Domestic (in)security
First things first, what exactly are these images? They are so heavily burdened with context that it's hard to know where to start. In fact, they are documentations of process, just as much as they are images; born out of a complex chain of hardware, software and wetware fails. They are the incidental output of security testing performed on connected devices – the Internet of Vulnerable Things. These frozen, screen-shotted moments in time capture and record a search-bot's encounter with an unsecured surveillance camera.
This genus of images is barely a few years old, and for over a year now I've been finding and collecting them as part of my project Backdoored*. Machine-generated waste images and visual overspill, they are the bastard issue of human insecurities and technological failures. These are images created solely by robots following their own programmatic imperatives. There is no direct human agency in the photographic process, no human-decisive moment, no compositional evaluation and no emotional reciprocity, however incidental, between photographer and subject.

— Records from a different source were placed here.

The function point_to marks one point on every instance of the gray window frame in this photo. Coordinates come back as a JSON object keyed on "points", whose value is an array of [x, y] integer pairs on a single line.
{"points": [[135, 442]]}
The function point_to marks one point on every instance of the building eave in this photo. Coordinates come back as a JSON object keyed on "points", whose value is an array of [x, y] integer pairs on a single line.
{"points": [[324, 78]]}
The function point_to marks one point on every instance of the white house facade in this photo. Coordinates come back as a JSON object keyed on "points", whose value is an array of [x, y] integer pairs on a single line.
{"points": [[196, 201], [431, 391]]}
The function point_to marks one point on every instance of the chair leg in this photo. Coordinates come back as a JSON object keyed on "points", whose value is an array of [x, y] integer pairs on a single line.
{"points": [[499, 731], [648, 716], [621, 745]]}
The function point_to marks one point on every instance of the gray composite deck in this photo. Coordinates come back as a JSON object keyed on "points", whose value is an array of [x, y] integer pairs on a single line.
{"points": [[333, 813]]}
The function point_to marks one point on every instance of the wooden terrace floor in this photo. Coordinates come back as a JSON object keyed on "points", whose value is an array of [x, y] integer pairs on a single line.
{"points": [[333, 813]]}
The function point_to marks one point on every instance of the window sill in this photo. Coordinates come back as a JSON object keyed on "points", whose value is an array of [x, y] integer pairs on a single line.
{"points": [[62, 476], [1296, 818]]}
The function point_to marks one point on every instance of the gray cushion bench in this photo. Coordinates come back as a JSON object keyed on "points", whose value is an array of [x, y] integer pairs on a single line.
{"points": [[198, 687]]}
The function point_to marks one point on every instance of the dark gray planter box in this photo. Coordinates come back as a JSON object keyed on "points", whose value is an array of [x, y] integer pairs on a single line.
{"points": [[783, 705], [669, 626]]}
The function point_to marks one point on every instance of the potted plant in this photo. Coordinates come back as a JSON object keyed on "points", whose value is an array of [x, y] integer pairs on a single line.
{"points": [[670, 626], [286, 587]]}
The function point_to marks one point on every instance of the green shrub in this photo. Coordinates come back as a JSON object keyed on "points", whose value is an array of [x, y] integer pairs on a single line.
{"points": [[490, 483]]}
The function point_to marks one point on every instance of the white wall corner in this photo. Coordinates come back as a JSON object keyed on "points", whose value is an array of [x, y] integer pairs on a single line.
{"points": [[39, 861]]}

These (in)security cameras are all around us. In our streets, shops, buses, restaurants, homes. They are looking, listening and recording. Their omnipresent gaze pierces, protects us, keeps us safe. Through them we are delivered from unknown evils, from the nameless things that might creep up on us if we don’t watch out. Through their panopticon gaze we are quantified, verified, analysed, documented, mapped, filtered and judged. And we are eager collaborators in this system, with our seemingly limitless appetite for the visual data streams of other people’s lives. We fix each other with our technologically-mediated gaze, absorbing their images into the narrative of our own lives, generating new narratives – maybe new images – in the process.
This video essay was based on the realisation that nearly every person captured in the security camera gaze was also engaged in watching at least one screen. There are even images of people in offices watching whole banks of screens while they themselves are being watched on security camera. This led me to a notion of a kind of meta-watching; a recursive mediated gaze in which we are all implicated. We all work with the surveillance machine, willingly or unwittingly; supplementing big data-crunching and quantitative analysis with qualitative insight and emotional response. Together we comprise a human-machine dyad, a global cyborganism feeding on the photographical appearance of things.
*Backdoor, noun. A defect or undocumented feature of a software program or device which allows access to data while bypassing security mechanisms.